May 30th, 2019
Three out of four highly polluting diesel cars have yet to be recalled for fixes, a new analysis of the most recent EU data has revealed.
The analysis conducted by Brussel-based Transport and Environment (T&E) shows that only 10 of the 43 million cars from manufacturers caught up in the Dieselgate emission scandal have been recalled for upgrades since 2015.
According to the new T&E report, 70 per cent of the 54,146 highly polluting Volkswagen, Audi, Seat and Škoda cars in Ireland have been voluntarily recalled to date.
The majority of cars in need of fixes belong to Volkswagen with over four million vehicles designated for recall in Europe.
Volkswagen is trailed by Audi, which has nearly two million highly polluting diesel cars estimated for recall.
Dieselgate was an emission-rigging scandal involving German automaker Volkswagen as well as a number of other well-known car companies.

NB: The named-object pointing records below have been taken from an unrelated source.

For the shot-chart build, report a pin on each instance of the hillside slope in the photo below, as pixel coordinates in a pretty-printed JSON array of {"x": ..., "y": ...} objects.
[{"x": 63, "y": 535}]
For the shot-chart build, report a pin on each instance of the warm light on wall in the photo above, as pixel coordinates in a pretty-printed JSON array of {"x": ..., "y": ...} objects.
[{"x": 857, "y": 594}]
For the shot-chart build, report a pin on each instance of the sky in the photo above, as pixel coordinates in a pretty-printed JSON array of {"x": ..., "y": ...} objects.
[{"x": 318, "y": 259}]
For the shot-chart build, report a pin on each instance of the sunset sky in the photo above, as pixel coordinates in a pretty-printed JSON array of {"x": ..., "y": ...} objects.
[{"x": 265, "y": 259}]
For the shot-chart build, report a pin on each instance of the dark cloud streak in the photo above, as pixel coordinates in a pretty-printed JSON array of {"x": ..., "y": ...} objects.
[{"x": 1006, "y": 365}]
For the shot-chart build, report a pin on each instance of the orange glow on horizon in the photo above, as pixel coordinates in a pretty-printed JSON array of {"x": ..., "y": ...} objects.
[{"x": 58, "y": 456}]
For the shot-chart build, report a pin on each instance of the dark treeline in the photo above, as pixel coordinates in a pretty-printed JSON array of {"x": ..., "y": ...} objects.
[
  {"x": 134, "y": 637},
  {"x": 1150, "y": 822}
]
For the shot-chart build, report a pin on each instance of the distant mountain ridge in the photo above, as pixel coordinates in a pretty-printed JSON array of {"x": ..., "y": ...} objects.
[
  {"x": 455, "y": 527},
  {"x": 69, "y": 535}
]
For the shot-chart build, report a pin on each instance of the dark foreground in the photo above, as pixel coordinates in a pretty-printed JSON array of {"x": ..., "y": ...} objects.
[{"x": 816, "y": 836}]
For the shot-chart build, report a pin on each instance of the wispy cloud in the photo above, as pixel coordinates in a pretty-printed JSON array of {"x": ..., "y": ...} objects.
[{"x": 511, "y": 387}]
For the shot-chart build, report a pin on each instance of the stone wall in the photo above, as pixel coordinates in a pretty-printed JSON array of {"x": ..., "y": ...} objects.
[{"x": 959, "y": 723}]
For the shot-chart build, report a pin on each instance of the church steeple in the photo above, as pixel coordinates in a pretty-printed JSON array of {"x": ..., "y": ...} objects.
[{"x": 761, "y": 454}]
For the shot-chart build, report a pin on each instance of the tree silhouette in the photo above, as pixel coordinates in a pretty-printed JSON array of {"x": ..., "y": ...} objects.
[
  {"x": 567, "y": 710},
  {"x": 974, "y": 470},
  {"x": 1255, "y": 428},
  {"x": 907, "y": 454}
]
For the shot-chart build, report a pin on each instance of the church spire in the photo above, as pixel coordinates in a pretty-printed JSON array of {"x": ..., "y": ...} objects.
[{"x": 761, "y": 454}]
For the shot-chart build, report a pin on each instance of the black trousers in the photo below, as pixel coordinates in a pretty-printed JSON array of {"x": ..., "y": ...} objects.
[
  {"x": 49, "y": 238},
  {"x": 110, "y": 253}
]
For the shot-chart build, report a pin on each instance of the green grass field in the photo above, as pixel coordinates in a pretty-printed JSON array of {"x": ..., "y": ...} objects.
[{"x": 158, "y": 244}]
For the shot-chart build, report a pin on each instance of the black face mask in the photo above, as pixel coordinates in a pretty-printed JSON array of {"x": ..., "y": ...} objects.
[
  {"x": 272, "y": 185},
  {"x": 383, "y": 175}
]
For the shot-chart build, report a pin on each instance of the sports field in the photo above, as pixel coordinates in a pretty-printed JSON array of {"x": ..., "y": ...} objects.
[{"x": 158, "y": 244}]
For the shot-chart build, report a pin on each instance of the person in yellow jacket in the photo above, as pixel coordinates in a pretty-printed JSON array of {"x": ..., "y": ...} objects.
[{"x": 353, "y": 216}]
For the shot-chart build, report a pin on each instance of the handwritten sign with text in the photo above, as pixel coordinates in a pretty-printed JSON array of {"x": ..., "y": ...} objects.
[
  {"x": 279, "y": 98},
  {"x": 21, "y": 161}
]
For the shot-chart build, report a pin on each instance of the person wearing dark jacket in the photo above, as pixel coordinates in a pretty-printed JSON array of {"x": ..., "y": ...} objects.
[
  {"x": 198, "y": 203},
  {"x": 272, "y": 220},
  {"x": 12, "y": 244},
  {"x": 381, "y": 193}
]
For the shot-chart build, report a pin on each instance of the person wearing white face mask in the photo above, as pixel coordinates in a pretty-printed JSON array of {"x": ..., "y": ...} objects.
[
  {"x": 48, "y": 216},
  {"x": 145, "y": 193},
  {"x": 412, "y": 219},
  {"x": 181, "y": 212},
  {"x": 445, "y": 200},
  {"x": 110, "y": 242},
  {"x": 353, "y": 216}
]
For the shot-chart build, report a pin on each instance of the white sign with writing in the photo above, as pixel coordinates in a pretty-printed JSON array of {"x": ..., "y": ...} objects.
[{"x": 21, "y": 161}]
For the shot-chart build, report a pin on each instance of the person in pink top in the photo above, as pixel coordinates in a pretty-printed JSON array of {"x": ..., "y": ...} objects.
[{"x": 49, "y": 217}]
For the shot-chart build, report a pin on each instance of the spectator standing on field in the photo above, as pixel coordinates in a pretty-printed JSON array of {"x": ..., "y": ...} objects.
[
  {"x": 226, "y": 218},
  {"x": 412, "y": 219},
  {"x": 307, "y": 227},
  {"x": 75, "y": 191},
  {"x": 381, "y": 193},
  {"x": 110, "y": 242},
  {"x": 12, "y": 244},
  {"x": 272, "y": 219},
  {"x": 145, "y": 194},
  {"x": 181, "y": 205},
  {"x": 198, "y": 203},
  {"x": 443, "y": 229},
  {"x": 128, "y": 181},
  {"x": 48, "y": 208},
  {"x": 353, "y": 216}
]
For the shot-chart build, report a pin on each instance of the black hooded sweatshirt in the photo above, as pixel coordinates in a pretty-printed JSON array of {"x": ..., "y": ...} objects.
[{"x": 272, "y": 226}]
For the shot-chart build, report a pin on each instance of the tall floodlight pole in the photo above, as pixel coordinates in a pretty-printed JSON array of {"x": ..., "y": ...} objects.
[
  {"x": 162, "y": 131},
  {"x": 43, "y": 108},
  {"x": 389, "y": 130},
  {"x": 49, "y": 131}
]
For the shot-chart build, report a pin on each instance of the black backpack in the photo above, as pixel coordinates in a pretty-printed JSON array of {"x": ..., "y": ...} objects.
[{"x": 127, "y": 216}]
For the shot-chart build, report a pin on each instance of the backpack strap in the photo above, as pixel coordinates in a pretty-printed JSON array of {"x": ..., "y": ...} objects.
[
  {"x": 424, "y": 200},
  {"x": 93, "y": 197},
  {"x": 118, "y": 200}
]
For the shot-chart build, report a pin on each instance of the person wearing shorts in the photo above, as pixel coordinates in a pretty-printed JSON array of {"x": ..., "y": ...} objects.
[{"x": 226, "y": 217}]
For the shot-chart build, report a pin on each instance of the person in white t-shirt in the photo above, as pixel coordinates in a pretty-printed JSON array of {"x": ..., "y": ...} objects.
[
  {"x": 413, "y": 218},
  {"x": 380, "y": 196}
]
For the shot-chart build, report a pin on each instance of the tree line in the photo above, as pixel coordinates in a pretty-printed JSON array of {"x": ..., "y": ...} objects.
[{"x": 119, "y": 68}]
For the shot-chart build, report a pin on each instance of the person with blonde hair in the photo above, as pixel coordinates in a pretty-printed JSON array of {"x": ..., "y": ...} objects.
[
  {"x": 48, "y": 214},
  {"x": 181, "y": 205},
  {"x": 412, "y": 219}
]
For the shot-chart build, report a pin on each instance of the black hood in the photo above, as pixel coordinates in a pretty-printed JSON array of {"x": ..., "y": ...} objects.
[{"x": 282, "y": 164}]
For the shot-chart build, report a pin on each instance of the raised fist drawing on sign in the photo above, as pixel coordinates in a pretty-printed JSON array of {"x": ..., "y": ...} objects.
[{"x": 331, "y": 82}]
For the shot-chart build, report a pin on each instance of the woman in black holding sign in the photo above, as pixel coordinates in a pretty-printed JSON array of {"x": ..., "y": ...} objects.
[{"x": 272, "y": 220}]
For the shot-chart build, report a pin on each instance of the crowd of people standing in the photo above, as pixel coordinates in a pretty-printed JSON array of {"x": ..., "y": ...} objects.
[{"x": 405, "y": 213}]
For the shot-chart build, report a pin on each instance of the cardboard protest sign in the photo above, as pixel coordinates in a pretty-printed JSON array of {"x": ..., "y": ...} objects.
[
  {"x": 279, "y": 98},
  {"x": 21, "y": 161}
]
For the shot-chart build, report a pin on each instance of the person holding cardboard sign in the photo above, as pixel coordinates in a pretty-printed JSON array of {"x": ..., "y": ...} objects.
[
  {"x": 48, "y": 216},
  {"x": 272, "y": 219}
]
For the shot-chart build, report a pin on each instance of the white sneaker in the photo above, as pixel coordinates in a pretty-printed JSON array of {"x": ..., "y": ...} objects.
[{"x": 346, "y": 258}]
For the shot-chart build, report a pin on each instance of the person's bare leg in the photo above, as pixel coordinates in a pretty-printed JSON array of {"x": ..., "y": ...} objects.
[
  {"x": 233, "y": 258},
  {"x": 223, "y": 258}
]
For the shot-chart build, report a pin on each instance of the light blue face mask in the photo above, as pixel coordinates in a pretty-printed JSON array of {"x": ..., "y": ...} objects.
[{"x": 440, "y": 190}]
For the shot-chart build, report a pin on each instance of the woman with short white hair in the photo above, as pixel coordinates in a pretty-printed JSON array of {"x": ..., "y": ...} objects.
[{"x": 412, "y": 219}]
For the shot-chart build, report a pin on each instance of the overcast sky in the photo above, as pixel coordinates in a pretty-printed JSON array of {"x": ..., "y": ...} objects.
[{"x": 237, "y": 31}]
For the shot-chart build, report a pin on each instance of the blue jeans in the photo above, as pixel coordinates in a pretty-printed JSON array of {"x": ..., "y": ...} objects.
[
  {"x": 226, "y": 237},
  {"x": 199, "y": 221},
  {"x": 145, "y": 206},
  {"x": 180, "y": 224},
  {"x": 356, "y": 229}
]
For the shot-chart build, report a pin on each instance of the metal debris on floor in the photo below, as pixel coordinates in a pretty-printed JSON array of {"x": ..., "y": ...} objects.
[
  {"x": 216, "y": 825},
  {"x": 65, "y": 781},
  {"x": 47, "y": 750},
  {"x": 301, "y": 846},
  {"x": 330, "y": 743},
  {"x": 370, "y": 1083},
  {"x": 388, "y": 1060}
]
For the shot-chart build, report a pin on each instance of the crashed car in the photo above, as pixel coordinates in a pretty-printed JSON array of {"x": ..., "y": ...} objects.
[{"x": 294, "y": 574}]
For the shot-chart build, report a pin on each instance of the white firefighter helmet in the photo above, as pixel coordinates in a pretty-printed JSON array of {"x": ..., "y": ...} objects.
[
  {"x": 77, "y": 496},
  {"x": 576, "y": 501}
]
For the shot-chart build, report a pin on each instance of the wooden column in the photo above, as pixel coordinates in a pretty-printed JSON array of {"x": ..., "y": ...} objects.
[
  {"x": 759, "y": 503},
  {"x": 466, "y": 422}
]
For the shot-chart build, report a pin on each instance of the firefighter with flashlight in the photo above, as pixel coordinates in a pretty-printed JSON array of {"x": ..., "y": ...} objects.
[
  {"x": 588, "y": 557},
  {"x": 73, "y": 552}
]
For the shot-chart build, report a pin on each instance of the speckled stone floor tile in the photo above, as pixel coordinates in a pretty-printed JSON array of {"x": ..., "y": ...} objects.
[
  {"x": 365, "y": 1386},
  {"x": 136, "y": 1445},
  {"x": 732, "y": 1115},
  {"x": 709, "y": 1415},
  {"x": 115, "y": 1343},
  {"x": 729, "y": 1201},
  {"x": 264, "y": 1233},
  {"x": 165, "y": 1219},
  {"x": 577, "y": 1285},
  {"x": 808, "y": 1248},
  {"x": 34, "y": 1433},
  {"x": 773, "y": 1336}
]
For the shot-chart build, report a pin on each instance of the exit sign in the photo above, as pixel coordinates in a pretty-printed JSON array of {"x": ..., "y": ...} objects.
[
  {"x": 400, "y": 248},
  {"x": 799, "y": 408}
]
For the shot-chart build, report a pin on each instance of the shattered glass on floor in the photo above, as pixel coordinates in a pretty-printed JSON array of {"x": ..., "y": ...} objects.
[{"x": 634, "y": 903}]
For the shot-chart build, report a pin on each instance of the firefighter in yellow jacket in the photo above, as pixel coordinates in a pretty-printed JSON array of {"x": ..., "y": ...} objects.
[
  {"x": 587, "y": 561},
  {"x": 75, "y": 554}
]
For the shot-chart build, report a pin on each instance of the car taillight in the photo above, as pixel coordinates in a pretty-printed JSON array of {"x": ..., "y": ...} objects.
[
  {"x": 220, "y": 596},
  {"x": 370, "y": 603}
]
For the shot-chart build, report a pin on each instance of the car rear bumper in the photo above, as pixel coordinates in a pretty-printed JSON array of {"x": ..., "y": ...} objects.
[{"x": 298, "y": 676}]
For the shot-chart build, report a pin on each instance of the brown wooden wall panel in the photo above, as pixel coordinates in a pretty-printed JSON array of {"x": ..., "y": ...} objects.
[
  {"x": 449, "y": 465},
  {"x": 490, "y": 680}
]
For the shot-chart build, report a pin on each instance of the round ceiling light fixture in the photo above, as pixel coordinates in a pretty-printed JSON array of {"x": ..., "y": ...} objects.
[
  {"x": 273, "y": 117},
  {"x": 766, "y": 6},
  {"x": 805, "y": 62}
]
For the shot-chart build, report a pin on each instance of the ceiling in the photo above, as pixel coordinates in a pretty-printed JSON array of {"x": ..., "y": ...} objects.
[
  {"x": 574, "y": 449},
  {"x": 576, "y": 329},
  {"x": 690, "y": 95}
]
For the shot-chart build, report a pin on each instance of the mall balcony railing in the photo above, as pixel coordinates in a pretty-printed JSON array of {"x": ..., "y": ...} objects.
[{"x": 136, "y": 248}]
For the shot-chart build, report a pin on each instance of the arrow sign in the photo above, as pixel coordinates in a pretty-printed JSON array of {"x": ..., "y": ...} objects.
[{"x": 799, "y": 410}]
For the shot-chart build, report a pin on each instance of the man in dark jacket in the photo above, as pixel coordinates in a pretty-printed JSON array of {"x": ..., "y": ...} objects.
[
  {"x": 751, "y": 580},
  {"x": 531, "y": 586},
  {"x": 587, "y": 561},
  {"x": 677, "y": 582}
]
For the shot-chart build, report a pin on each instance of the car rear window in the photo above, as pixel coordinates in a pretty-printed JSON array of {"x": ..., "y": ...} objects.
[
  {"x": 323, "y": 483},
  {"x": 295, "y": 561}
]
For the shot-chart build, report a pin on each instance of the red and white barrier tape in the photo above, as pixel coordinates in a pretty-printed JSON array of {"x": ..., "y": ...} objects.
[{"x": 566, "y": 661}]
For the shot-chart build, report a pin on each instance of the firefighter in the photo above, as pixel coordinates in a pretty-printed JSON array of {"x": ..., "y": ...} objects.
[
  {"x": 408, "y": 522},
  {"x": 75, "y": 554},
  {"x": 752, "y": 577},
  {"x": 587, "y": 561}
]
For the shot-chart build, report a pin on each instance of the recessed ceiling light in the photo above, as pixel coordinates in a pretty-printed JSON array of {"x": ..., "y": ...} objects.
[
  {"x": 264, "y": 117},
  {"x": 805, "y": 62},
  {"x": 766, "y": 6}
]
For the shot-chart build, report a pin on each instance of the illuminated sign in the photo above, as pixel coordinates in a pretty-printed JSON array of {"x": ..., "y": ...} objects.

In September 2015, the US Environmental Protection Agency (EPA) and California Air Resources Board (CARB) accused Volkswagen of installing illegal software on its automobiles that helped them avoid standards on diesel emissions.
The company later confessed to the accuracy of the allegations, testifying that its diesel cars were equipped with a “defeat-service software” capable of cranking up pollution controls which aided the cars in passing emission control tests.
The revelation led to the resignation of Volkswagen’s Chief Executive Officer Martin Winterkorn followed by a $14.7 billion court settlement.
The scandal also prompted tighter EU regulations for vehicle control tests set to enhance market surveillance for motor vehicles.
In line with new European reforms, regular audits of national vehicle authorities by the EU Commission must now take place every five years to ensure that rules are applied correctly.
Diesel engines are reportedly more efficient and emit less carbon dioxide than their petrol counterparts, but they also emit nitrogen oxide which triggers asthma and other serious lung ailments linked to urban smog.
According to a 2017 study published in Environmental Research Letters, half of the estimated 10,000 deaths linked to pollution from light-duty diesel vehicles across Europe would have been avoided if real-world nitrogen oxide emissions matched lab readings.
A total of 425,000 premature deaths are linked to poor air quality in the EU, Norway, and Switzerland, 90 per cent of which are caused by respiratory and cardiovascular diseases related to exposure to fine particulate matter.
The European Environmental Agency estimates that over 70,000 European citizens die from poor air quality caused by high levels of nitrogen dioxide in cities each year.